June 25, 2021
In Celebration of Pride Month: A Word From Lexer’s Gay Founder on Building An Inclusive Company
As Pride month draws to a close in the United States, we had a chat with Lexer’s gay founder and CTO Aaron Wallis, or Az as he’s more commonly known, about what it takes to build an inclusive company culture.
Can you share a bit about your background and why you started Lexer?
Ten years ago when I started Lexer, there was a problem to be solved. I was in advertising and saw first hand how tedious it was to get actionable insights on campaigns. At the time, the challenge was that data was really hard to access, let alone understand, which meant getting timely insights was near impossible. Lexer’s CEO Dave Whittle, who was then my boss, and I saw huge potential in more effective advertising if we could get customer insights faster and as a result, help brands engage customers in a more meaningful way. That was the inception point and from my flat in Darlinghurst late at night, Lexer was born!
When you started Lexer, how did you go about identifying the culture you wanted it to embody?
Early on, I was pretty much our only employee for a while. It was lonely. However, there came a point when we began to grow and realised we needed to formalise our values. The culture that I’ve championed stems from both the positive and not so positive experiences I’ve had in the past. My goal was to create an environment where people feel safe, are recognised for being self-starters, and not hierarchical.
We worked with everyone in the organisation to formalise the culture that had been developed over the years into six values:
- Sharp: Be the brightest crayon in the box. Bring a bold, focused, curious, and rested mind to every moment.
- Dependable: The friend that others depend on. Always commit to the mission, deliver on your promises, and work hard for the best outcome.
- High-value: Own the day. Every decision you make has the chance to cost or save our clients, our reputation, and our growth.
- Caring: A Lover, not a fighter. Bring heart and care to our clients, your team, your craft, and yourself.
- Proactive: Actions speak louder than words. Be proactive and engaged with the goings-on of the whole business; always adding value where you can, and support where you can’t.
- Playful: Laugh a day keeps the doctor away. The daily grind can be exhausting, so have a laugh, grab the mic, love your quirks, take a joke, and bring a little crazy.
As a business, how do you ensure you’re inclusive?
I think two values in particular are unique to creating an inclusive culture at Lexer: Caring and Playful. Including these as our values had an unexpected result, which is that quirkiness and “weirdness” is not only totally okay, but celebrated. With values, you can write them but it’s hard to predict how they’ll come to life within an organisation.
With “playful” people have taken that as being able to truly be yourself, which unfortunately a lot of organisations don’t encourage.
Ten years on and now an international business, how do you make sure your culture remains true as you grow?
We focus on the values in the interview process and it’s pretty striking how often candidates bring up the “caring” and “playful” values as something they’re looking for in their next role because they haven’t had at previous jobs. By this discussion, it’s quick to see who wants to work for a value-led organisation.
Another way we focus on our culture is with our monthly Lex Factor award, which asks for people to nominate their colleagues who have demonstrated one of our values. I think it’s telling that we have a huge participation rate for those—in the last quarter, nearly 80% of the company submitted a nomination.

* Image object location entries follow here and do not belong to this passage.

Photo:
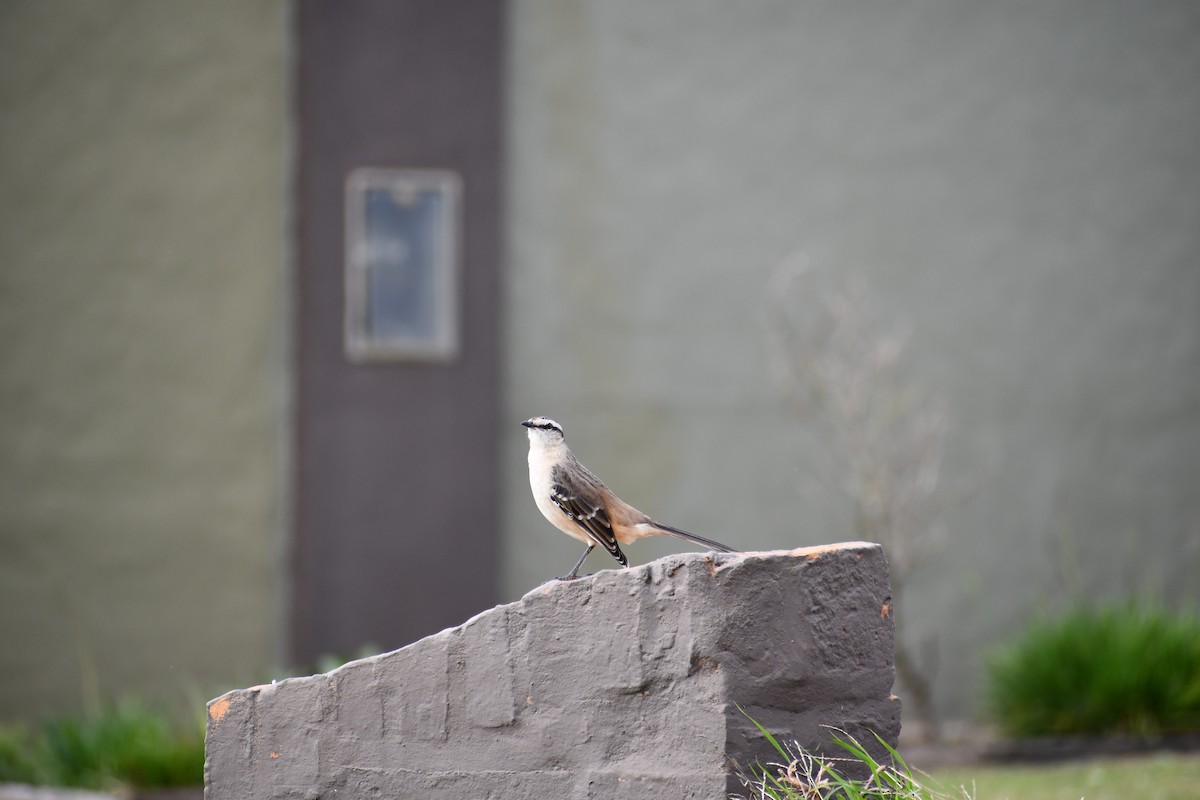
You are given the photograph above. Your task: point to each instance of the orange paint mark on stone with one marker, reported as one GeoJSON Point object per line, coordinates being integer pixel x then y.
{"type": "Point", "coordinates": [219, 709]}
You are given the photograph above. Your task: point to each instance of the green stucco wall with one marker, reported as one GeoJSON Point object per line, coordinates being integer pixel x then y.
{"type": "Point", "coordinates": [1019, 185]}
{"type": "Point", "coordinates": [142, 234]}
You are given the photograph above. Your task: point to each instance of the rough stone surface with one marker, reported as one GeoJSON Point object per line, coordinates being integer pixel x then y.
{"type": "Point", "coordinates": [625, 684]}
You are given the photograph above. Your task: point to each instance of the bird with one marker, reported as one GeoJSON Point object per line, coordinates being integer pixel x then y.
{"type": "Point", "coordinates": [579, 504]}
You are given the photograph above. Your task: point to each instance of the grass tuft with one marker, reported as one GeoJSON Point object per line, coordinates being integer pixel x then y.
{"type": "Point", "coordinates": [121, 746]}
{"type": "Point", "coordinates": [802, 775]}
{"type": "Point", "coordinates": [1119, 671]}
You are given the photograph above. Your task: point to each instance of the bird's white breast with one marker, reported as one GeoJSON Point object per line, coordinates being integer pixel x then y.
{"type": "Point", "coordinates": [543, 458]}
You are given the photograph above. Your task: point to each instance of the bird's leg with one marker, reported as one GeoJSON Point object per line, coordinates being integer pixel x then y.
{"type": "Point", "coordinates": [575, 570]}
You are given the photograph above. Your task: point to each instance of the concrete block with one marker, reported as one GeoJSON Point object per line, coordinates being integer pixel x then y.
{"type": "Point", "coordinates": [623, 684]}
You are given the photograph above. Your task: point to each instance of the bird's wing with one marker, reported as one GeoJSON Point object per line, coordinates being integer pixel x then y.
{"type": "Point", "coordinates": [571, 497]}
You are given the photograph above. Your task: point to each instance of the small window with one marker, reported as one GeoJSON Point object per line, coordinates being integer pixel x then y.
{"type": "Point", "coordinates": [401, 264]}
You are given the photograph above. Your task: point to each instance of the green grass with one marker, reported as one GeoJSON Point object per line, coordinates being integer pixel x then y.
{"type": "Point", "coordinates": [801, 775]}
{"type": "Point", "coordinates": [125, 745]}
{"type": "Point", "coordinates": [1123, 671]}
{"type": "Point", "coordinates": [1150, 777]}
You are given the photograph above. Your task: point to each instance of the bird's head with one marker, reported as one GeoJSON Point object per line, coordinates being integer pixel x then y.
{"type": "Point", "coordinates": [544, 431]}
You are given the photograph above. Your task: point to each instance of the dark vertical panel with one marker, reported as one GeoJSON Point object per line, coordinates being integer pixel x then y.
{"type": "Point", "coordinates": [396, 527]}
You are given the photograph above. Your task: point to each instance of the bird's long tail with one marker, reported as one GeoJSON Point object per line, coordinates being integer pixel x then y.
{"type": "Point", "coordinates": [693, 537]}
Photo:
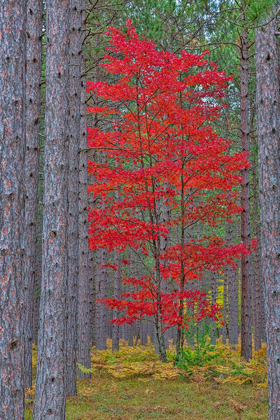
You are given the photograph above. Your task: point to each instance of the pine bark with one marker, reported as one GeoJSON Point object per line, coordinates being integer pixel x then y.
{"type": "Point", "coordinates": [75, 54]}
{"type": "Point", "coordinates": [268, 127]}
{"type": "Point", "coordinates": [84, 314]}
{"type": "Point", "coordinates": [50, 380]}
{"type": "Point", "coordinates": [258, 282]}
{"type": "Point", "coordinates": [12, 148]}
{"type": "Point", "coordinates": [246, 321]}
{"type": "Point", "coordinates": [33, 110]}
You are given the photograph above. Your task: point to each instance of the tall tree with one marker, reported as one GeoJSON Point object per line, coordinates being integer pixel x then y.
{"type": "Point", "coordinates": [246, 266]}
{"type": "Point", "coordinates": [33, 110]}
{"type": "Point", "coordinates": [74, 125]}
{"type": "Point", "coordinates": [84, 313]}
{"type": "Point", "coordinates": [268, 127]}
{"type": "Point", "coordinates": [50, 381]}
{"type": "Point", "coordinates": [12, 148]}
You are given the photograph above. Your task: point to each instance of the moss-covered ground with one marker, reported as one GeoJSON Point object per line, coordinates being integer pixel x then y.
{"type": "Point", "coordinates": [133, 384]}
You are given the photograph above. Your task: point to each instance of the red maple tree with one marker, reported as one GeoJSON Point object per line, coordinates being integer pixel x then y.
{"type": "Point", "coordinates": [166, 170]}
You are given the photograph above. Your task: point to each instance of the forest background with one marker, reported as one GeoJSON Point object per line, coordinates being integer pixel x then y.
{"type": "Point", "coordinates": [229, 31]}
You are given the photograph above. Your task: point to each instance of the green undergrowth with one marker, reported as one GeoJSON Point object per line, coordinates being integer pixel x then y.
{"type": "Point", "coordinates": [134, 384]}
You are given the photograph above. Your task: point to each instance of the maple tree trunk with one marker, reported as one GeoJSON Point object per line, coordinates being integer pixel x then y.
{"type": "Point", "coordinates": [268, 127]}
{"type": "Point", "coordinates": [232, 298]}
{"type": "Point", "coordinates": [33, 109]}
{"type": "Point", "coordinates": [74, 126]}
{"type": "Point", "coordinates": [214, 295]}
{"type": "Point", "coordinates": [246, 269]}
{"type": "Point", "coordinates": [50, 379]}
{"type": "Point", "coordinates": [225, 296]}
{"type": "Point", "coordinates": [84, 313]}
{"type": "Point", "coordinates": [117, 290]}
{"type": "Point", "coordinates": [12, 148]}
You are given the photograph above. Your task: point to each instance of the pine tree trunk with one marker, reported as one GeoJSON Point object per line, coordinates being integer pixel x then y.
{"type": "Point", "coordinates": [84, 313]}
{"type": "Point", "coordinates": [246, 322]}
{"type": "Point", "coordinates": [74, 126]}
{"type": "Point", "coordinates": [12, 148]}
{"type": "Point", "coordinates": [50, 390]}
{"type": "Point", "coordinates": [101, 286]}
{"type": "Point", "coordinates": [258, 283]}
{"type": "Point", "coordinates": [33, 109]}
{"type": "Point", "coordinates": [268, 125]}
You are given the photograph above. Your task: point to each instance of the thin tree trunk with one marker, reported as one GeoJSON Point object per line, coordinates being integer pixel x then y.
{"type": "Point", "coordinates": [84, 314]}
{"type": "Point", "coordinates": [268, 112]}
{"type": "Point", "coordinates": [258, 283]}
{"type": "Point", "coordinates": [225, 295]}
{"type": "Point", "coordinates": [50, 390]}
{"type": "Point", "coordinates": [117, 290]}
{"type": "Point", "coordinates": [232, 299]}
{"type": "Point", "coordinates": [12, 148]}
{"type": "Point", "coordinates": [101, 280]}
{"type": "Point", "coordinates": [74, 126]}
{"type": "Point", "coordinates": [33, 110]}
{"type": "Point", "coordinates": [246, 322]}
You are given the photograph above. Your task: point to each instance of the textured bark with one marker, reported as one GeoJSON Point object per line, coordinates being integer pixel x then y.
{"type": "Point", "coordinates": [225, 296]}
{"type": "Point", "coordinates": [84, 314]}
{"type": "Point", "coordinates": [258, 281]}
{"type": "Point", "coordinates": [232, 298]}
{"type": "Point", "coordinates": [75, 50]}
{"type": "Point", "coordinates": [117, 291]}
{"type": "Point", "coordinates": [246, 322]}
{"type": "Point", "coordinates": [33, 110]}
{"type": "Point", "coordinates": [101, 286]}
{"type": "Point", "coordinates": [12, 147]}
{"type": "Point", "coordinates": [214, 295]}
{"type": "Point", "coordinates": [50, 380]}
{"type": "Point", "coordinates": [268, 112]}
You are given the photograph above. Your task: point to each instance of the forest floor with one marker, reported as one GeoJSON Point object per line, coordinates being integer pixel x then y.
{"type": "Point", "coordinates": [134, 384]}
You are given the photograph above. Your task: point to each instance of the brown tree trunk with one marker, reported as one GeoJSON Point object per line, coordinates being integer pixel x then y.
{"type": "Point", "coordinates": [268, 125]}
{"type": "Point", "coordinates": [50, 380]}
{"type": "Point", "coordinates": [232, 298]}
{"type": "Point", "coordinates": [33, 109]}
{"type": "Point", "coordinates": [246, 322]}
{"type": "Point", "coordinates": [12, 148]}
{"type": "Point", "coordinates": [74, 125]}
{"type": "Point", "coordinates": [258, 282]}
{"type": "Point", "coordinates": [117, 291]}
{"type": "Point", "coordinates": [84, 313]}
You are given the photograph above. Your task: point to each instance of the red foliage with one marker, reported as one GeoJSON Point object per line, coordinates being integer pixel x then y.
{"type": "Point", "coordinates": [161, 151]}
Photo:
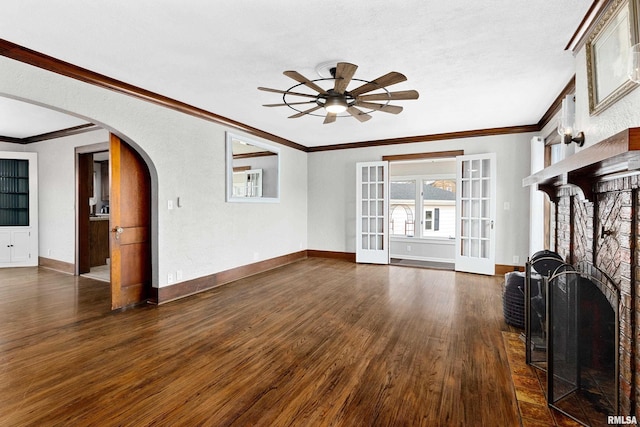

We also love food, so outside of COVID lockdowns, each Friday a different team cooks lunch for everyone in the office, which is a great way to come together and break bread on a weekly basis. I mean, who doesn’t love a home-cooked meal?
What are some of the ways you go about recruiting diverse talent?
We have a strong representation of employees who identify as LGBQTIA+, which in turn drives high referral rates because Lexer is an inclusive and comfortable place to work. But we’re not perfect here and are always looking to improve.
In the spirit of Pride, how has being part of the LGBTQIA+ community impacted your experience as a leader?
I have been very fortunate in that for the majority of my career I’ve worked in the advertising industry where I always felt I could be myself—being gay was completely accepted in the creative community. However, early in my career, I worked in government where being gay wasn’t something you would share openly. So when I started Lexer, it was extremely important for me to create a culture that is a safe space, where people can be themselves.
How does having a culture that celebrates all types of backgrounds actually benefit business?
Where it pays dividends is that you’re forging strong loyalty with the people you’re working with by creating a safe space. This encourages people to be bolder and try new things. And at the end of the day, everyone does their best work when they’re happy and feel safe.
Do you have any recommendations for other founders who are early on their journey?
Something that I found crucial was finding a peer group to be part of. Being a founder can be very lonely. It’s lonely at the start in that you’re working by yourself and then when you grow and have a team of people, you’re pretty isolated in that you don’t have peers you can confide in. Finding a support group of other founders who know what you’re going through can be really beneficial—it’s pretty much therapy.
What is the top tip for a founder to create an inclusive company?
Know what you believe in and be true to it. There have been times when I’ve hired people that may not have been a fit because I needed to fill a role, but that never ended well. Every founder has to make decisions on their journey about whether or not they stick to their values or compromise on them, so it’s vital to remain true to your beliefs.